Last updated August 3, 2018 at 12:32 pm
The Milky Way had another sibling until it was eaten by the Andromeda galaxy.
Astronomers have revised the Milky Way’s family history after discovering the remains of a gigantic galaxy hiding in plain sight. The lost galaxy would have been the third largest in the local group which includes the Milky Way and Andromeda.
Wrapping around the Andromeda galaxy, the Milky Way’s larger sibling, is a vast collection of stars thought to be from a collision billions of years ago with a smaller cousin.
In a Nature Astronomy letter this collection of stars has been revealed to be all that’s left of a neighbouring galaxy decimated in an epic collision with the Andromeda galaxy around 2 billion years ago. Before the collision the galaxy would have been nearly half the size that our Milky Way is today.
A galaxy-eat-galaxy universe
Galaxies grow larger in two ways, one is the slow accretion of gas from intergalactic space that then slowly cools to create dense star-forming regions over time, the second is more direct – galactic cannibalism by direct accretion of neighbouring galaxies.
If the feeding galaxy happens to be merging with a neighbour at least a tenth its size then conventional wisdom would suggest it be structurally damaged in the act. These so-called major mergers results in the transformation of the delicate disk structure into a `train-wreck’ elliptical shape. The process would also lead to the gas in each galaxy being gravitationally agitated and rapidly converted in a gigantic starburst of star formation.
This latest research suggests that the conventional wisdom might not be quite right, and that merging galaxies don’t always obviously change as a result of such a titanic collision.
Tidal streams of stars
Deep observations of the region around Andromeda uncovered a vast collection of stars, a number of which form a stream wrapping around the galaxy. The stream was formed when the galaxy being consumed was torn apart by Andromeda’s gravity (much as the Moon is squeezed by Earth).

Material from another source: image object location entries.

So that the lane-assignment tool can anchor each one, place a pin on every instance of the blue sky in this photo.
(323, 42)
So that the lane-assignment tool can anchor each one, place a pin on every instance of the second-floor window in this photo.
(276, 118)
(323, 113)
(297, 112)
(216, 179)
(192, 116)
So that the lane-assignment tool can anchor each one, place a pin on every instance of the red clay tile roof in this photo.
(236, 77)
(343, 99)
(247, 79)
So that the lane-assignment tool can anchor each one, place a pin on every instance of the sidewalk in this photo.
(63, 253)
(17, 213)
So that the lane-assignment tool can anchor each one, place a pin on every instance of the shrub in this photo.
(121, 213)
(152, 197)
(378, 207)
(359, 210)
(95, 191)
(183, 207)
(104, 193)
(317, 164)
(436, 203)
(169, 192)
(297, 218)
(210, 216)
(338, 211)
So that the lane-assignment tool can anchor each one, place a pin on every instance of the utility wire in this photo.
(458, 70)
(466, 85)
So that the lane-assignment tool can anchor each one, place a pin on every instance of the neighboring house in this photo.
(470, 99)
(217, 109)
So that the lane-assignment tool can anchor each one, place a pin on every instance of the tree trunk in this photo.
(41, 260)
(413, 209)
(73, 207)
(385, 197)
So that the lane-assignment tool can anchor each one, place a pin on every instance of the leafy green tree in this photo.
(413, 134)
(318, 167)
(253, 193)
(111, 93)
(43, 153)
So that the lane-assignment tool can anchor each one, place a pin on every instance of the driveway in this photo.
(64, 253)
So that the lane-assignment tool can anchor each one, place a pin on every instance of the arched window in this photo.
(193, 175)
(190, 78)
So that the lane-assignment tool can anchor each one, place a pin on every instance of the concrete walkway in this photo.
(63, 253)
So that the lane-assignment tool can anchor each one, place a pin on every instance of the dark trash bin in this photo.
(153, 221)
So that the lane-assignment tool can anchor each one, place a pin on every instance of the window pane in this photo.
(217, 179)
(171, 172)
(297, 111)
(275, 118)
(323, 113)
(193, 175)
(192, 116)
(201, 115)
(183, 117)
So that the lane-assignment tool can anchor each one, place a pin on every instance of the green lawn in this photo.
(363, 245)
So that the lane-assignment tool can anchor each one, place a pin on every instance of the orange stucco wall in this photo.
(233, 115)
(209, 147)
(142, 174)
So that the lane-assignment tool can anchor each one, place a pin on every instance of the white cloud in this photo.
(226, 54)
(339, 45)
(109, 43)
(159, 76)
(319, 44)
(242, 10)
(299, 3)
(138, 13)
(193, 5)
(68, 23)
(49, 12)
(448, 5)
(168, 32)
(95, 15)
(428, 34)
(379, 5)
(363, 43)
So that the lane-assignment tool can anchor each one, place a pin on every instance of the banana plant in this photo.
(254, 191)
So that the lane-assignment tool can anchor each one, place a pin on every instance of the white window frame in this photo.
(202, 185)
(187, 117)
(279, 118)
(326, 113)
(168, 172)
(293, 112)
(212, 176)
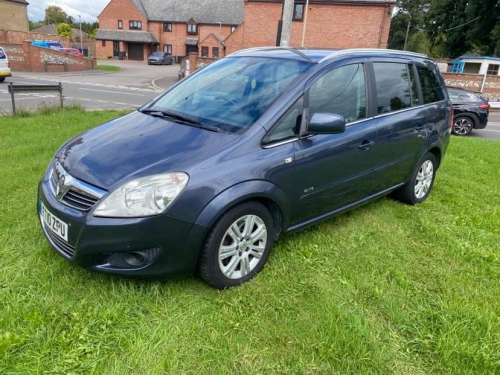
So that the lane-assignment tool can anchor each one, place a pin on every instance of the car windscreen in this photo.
(232, 93)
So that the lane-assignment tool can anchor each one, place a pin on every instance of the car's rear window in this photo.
(431, 88)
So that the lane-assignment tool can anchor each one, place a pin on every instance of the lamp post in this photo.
(305, 24)
(81, 39)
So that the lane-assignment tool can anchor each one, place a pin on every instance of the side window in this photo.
(431, 88)
(342, 92)
(414, 89)
(288, 126)
(393, 87)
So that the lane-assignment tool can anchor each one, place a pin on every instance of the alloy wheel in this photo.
(242, 246)
(424, 178)
(462, 126)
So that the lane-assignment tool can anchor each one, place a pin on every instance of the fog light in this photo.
(133, 259)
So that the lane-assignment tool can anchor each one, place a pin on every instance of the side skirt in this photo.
(343, 209)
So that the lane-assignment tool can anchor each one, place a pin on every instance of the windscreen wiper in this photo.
(178, 118)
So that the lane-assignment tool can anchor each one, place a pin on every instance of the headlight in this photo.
(144, 196)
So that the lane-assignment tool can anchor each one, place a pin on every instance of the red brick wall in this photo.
(328, 26)
(104, 51)
(120, 10)
(17, 58)
(211, 42)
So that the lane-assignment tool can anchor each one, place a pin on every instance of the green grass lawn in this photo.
(109, 68)
(388, 288)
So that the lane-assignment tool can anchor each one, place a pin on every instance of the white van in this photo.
(4, 65)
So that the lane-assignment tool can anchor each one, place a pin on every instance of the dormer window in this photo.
(135, 25)
(192, 29)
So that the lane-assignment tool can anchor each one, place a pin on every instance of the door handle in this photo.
(366, 145)
(420, 128)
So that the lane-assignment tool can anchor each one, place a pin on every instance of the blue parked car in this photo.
(264, 142)
(46, 44)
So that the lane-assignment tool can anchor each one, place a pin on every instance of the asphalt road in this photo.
(134, 86)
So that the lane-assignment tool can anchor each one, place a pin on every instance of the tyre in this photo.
(421, 182)
(237, 246)
(462, 126)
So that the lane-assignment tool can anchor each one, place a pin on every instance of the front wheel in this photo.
(419, 187)
(238, 246)
(462, 126)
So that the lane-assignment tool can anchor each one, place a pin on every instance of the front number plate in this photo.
(57, 226)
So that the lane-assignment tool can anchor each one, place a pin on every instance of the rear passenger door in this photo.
(334, 170)
(401, 121)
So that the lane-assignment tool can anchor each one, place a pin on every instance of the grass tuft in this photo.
(388, 288)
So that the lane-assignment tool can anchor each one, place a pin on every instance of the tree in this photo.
(54, 14)
(64, 29)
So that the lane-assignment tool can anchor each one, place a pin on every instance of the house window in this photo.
(116, 48)
(192, 29)
(493, 69)
(298, 12)
(135, 25)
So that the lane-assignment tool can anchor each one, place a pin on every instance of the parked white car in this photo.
(4, 65)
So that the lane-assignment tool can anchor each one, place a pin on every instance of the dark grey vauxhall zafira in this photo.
(263, 142)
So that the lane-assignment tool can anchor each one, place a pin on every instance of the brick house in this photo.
(14, 15)
(330, 24)
(215, 28)
(141, 27)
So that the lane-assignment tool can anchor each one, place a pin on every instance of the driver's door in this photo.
(334, 170)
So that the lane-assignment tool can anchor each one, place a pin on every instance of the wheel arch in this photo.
(264, 192)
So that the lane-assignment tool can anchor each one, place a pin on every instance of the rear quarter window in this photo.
(393, 87)
(432, 90)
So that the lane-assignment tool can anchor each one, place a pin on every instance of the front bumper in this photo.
(93, 239)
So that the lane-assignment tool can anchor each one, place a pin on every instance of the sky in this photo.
(88, 9)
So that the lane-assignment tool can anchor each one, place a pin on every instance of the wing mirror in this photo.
(326, 123)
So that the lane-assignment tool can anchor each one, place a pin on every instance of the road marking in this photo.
(112, 92)
(34, 97)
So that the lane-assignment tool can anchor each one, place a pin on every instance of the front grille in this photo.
(59, 243)
(78, 194)
(79, 200)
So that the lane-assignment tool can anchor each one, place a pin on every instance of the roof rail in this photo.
(291, 49)
(251, 49)
(372, 50)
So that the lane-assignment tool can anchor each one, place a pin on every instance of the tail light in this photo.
(452, 117)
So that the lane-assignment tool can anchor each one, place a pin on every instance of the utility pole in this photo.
(305, 24)
(286, 30)
(407, 34)
(81, 38)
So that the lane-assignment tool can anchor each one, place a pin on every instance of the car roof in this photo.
(320, 55)
(463, 90)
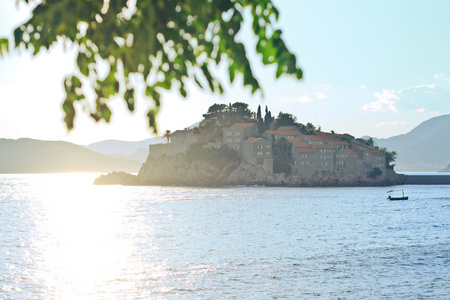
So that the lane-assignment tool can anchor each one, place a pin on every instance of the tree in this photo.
(158, 44)
(391, 156)
(167, 135)
(258, 113)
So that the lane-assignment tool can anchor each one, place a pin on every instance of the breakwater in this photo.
(427, 179)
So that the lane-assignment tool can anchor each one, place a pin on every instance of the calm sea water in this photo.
(63, 238)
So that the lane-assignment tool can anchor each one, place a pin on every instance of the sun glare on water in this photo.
(83, 242)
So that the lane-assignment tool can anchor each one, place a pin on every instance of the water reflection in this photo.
(84, 240)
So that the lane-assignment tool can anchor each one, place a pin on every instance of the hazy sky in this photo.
(375, 68)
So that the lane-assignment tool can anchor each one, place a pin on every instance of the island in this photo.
(235, 146)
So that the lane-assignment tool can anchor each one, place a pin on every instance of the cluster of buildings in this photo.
(309, 154)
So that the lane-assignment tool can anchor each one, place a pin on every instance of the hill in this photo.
(36, 156)
(117, 147)
(425, 148)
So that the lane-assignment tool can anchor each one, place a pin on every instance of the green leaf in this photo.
(129, 99)
(83, 64)
(4, 46)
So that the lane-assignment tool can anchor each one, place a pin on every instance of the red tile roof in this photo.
(342, 143)
(376, 153)
(323, 147)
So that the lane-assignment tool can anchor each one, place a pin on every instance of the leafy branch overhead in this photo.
(161, 43)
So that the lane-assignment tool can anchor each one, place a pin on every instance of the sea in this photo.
(61, 237)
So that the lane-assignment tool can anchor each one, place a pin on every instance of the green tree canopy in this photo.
(391, 156)
(160, 44)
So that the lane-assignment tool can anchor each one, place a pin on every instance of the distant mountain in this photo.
(36, 156)
(425, 148)
(116, 147)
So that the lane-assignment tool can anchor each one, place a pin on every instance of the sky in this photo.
(371, 68)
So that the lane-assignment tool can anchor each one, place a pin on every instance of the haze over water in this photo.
(63, 238)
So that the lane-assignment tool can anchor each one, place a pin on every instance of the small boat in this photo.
(403, 197)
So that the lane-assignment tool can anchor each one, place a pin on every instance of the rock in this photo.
(175, 170)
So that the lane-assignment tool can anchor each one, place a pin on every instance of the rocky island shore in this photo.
(234, 146)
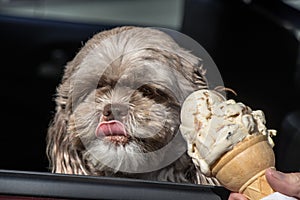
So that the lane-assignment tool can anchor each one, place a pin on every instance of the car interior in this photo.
(254, 44)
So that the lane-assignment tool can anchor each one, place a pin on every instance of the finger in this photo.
(236, 196)
(285, 183)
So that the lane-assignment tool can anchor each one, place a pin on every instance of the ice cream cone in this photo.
(242, 169)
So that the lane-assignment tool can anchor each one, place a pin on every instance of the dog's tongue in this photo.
(110, 128)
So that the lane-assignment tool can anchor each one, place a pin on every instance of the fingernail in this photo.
(276, 174)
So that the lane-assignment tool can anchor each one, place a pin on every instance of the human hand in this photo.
(285, 183)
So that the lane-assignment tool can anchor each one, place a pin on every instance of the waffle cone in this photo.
(243, 168)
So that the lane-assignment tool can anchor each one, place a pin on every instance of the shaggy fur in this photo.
(137, 78)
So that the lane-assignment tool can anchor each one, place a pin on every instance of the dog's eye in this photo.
(160, 93)
(147, 91)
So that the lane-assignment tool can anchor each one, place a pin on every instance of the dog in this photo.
(118, 108)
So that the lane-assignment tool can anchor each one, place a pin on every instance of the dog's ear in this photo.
(62, 147)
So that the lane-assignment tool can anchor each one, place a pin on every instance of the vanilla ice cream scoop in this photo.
(212, 125)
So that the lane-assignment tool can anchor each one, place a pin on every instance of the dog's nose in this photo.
(114, 111)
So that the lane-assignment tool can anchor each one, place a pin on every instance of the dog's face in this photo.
(118, 105)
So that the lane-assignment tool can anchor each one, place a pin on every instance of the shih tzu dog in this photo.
(118, 108)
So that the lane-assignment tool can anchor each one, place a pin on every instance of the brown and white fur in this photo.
(134, 79)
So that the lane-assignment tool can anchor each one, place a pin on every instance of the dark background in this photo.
(254, 44)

Furthermore, these stars wrapping around Andromeda are rich in heavy elements, in astronomy these are collectively termed metals, which tend to form in larger galaxies. Finally a tiny satellite galaxy of Andromeda, known as M32, is also vastly more metal-rich than would be expected for its size.
Using the Illustris supercomputer simulation researchers found that both the stream and the metal-rich nature of the stars in it could be explained by Andromeda merging with a galaxy 40% the stellar mass of the Milky Way.
The only issue is that the candidate M32 was at least ten times too small to have been the source. Instead, the simulations suggest M32 was a small part of a much larger galaxy that was disrupted by the gravity of Andromeda five billion years ago. The two galaxies finally merged 2 billion years ago, leaving behind only the stream of stars and its tiny central core, M32.
This larger galaxy was estimated to have 20 billion times the mass of our Sun in stars alone, putting it a close third to our Milky Way in the Local Group of neighbouring galaxies.
Such a major merger of large galaxies between the M32 progenitor and Andromeda would usually smash the delicate disk of the larger galaxy apart, while consuming the smaller galaxy entirely. In this case however, Andromeda did not seem to suffer any obvious major damage, and the smaller galaxy survived in a smaller form, making this a most untypical collision.
That Andromeda appears to have engaged in a recent bout of galactic cannibalism of a sibling of the Milky Way with barely any mess is a critical lesson for astronomers tracing the history of galaxies by measuring their structures today. It’s also a reminder that no siblings are safe in the Local Group.